The most typical drink, though, is tea (iced or hot) with evaporated milk and lots of sugar, otherwise known as "Hong Kong-style" milk tea or "pantyhose" tea. Lan Fong Yuen claims to have invented "pantyhose" tea, so named because the filter used to brew the tea (always Lipton, always looseleaf) looks a lot like pantyhose. As the video above (courtesy of Wokwithnana) shows, brewing a good cup of pantyhose tea is a practiced art/tradition. When in the U.S., I always crave milk tea, and I can never get a cup that tastes authentic.
While a cha tzan tang is where you'd go for a snack, to get a proper meal fast, you'd grab a fan hup at a roast place. There's practically one of these roast places on every corner -- you'll know these restaurants by the roast chicken, barbecue pork, and other roasted goodies hanging in the front window -- but the very best one is Tai Hing.
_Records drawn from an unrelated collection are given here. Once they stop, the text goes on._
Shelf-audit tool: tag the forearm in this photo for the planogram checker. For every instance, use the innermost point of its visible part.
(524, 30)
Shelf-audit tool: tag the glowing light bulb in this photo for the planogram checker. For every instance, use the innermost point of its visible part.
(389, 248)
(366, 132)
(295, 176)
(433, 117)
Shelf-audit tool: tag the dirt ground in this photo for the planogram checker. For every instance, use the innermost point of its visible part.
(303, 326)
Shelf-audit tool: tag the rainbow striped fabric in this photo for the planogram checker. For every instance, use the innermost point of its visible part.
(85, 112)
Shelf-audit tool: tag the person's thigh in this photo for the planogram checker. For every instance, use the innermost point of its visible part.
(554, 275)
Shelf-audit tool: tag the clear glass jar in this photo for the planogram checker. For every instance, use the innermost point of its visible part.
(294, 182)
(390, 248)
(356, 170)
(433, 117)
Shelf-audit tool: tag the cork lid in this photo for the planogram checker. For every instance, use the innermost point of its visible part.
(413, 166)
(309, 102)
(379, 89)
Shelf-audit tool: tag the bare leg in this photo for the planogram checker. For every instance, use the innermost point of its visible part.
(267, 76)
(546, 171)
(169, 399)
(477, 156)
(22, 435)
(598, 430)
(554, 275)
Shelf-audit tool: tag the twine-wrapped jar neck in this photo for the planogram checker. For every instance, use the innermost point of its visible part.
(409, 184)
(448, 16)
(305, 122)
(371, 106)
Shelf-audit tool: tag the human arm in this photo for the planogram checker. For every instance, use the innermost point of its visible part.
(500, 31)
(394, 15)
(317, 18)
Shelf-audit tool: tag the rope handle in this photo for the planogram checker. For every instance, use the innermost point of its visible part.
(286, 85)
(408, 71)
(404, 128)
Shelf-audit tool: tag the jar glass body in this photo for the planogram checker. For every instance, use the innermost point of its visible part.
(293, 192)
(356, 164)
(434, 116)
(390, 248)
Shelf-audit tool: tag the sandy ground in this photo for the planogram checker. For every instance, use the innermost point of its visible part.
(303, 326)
If instead of taking your meal to go in a fan hup, you choose to eat in, seating is no more comfortable and the service is no less brusque here than at the cha tzan tangs. You sit down at whatever seat is available, again sharing a table when necessary. You reach into the drawer on the side of the table to fetch a pair of chopsticks and a spoon, which you wash in the cup of weak tea that the server rudely shoves at you.
Then you wait . . . for scarcely a minute . . . before a plate of awesomeness appears before you, like this plate of barbecue pork (cha siu) and crispy suckling pig (siu yok). At Tai Hing, you generally choose one type of starch (rice or glass noodles called lai fun) and pair it with two or three types of roasted meats.
And you finish your meal with -- what else? -- Hong Kong-style milk tea, for which Tai Hing has won awards. (Tai Hing is so serious about the taste of its tea that it never adds ice to the tea itself, but rather sets the cup in ice to keep it cool.)
I could use a large cup of that tea right now.
What do you crave when looking for "fast food"?